Return On Capital Employed (ROCE): What Is It?

If you haven't worked with ROCE before, it measures the 'return' (pre-tax profit) a company generates from capital employed in its business. To calculate this metric for Mühlbauer Holding, this is the formula:

Return on Capital Employed = Earnings Before Interest and Tax (EBIT) ÷ (Total Assets - Current Liabilities)

0.068 = €42m ÷ (€619m - €161k) (Based on the trailing twelve months to June 2024).

Thus, Mühlbauer Holding has an ROCE of 6.8%. Ultimately, that's a low return and it under-performs the Machinery industry average of 9.8%.

See our latest analysis for Mühlbauer Holding

roce
XTRA:MUB Return on Capital Employed September 13th 2024

While the past is not representative of the future, it can be helpful to know how a company has performed historically, which is why we have this chart above. If you'd like to look at how Mühlbauer Holding has performed in the past in other metrics, you can view this free graph of Mühlbauer Holding's past earnings, revenue and cash flow.

What The Trend Of ROCE Can Tell Us

In terms of Mühlbauer Holding's historical ROCE movements, the trend isn't fantastic. Around five years ago the returns on capital were 19%, but since then they've fallen to 6.8%. However, given capital employed and revenue have both increased it appears that the business is currently pursuing growth, at the consequence of short term returns. If these investments prove successful, this can bode very well for long term stock performance.
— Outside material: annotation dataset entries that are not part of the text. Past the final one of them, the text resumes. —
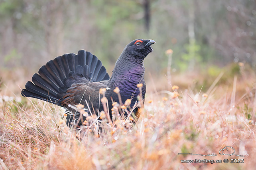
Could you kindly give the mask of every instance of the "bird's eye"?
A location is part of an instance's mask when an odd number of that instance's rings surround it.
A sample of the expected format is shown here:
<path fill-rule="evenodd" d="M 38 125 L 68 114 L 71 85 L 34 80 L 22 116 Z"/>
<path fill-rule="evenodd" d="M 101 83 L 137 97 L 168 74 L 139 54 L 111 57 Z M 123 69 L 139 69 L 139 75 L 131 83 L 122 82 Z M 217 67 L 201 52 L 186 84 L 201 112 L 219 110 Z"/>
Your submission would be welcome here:
<path fill-rule="evenodd" d="M 138 46 L 141 44 L 141 42 L 137 42 L 136 44 L 136 46 Z"/>
<path fill-rule="evenodd" d="M 142 41 L 140 40 L 138 40 L 136 41 L 135 41 L 135 42 L 134 42 L 134 44 L 136 44 L 136 46 L 138 46 L 139 45 L 140 45 L 142 43 L 143 41 Z"/>

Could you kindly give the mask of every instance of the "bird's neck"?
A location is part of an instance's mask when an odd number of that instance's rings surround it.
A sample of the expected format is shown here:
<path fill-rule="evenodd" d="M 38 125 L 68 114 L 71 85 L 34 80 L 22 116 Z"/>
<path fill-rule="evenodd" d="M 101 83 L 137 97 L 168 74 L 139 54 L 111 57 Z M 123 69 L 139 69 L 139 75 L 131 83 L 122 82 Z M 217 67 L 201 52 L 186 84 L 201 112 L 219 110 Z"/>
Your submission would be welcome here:
<path fill-rule="evenodd" d="M 116 62 L 110 79 L 110 82 L 125 81 L 126 78 L 132 77 L 136 79 L 141 79 L 143 77 L 144 79 L 145 73 L 144 58 L 130 56 L 129 54 L 125 56 L 123 54 L 123 53 L 121 54 Z M 134 82 L 134 83 L 137 82 Z"/>

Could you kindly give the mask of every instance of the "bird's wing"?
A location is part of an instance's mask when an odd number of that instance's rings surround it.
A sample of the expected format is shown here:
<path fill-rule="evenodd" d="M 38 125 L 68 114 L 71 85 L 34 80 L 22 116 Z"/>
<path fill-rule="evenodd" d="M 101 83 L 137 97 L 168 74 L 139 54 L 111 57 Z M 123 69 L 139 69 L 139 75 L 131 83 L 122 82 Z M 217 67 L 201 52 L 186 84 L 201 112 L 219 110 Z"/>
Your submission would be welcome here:
<path fill-rule="evenodd" d="M 71 106 L 74 106 L 80 104 L 84 105 L 87 108 L 88 104 L 91 110 L 93 108 L 98 108 L 100 102 L 100 99 L 102 97 L 99 93 L 99 90 L 106 87 L 106 85 L 100 82 L 73 84 L 68 89 L 63 97 L 61 104 L 69 110 L 72 110 Z M 69 106 L 69 104 L 71 106 Z M 73 112 L 74 112 L 73 110 Z"/>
On a related note, Mühlbauer Holding has decreased its current liabilities to 0.03% of total assets. That could partly explain why the ROCE has dropped. Effectively this means their suppliers or short-term creditors are funding less of the business, which reduces some elements of risk. Since the business is basically funding more of its operations with it's own money, you could argue this has made the business less efficient at generating ROCE.

The Key Takeaway

In summary, despite lower returns in the short term, we're encouraged to see that Mühlbauer Holding is reinvesting for growth and has higher sales as a result. In light of this, the stock has only gained 40% over the last five years. So this stock may still be an appealing investment opportunity, if other fundamentals prove to be sound.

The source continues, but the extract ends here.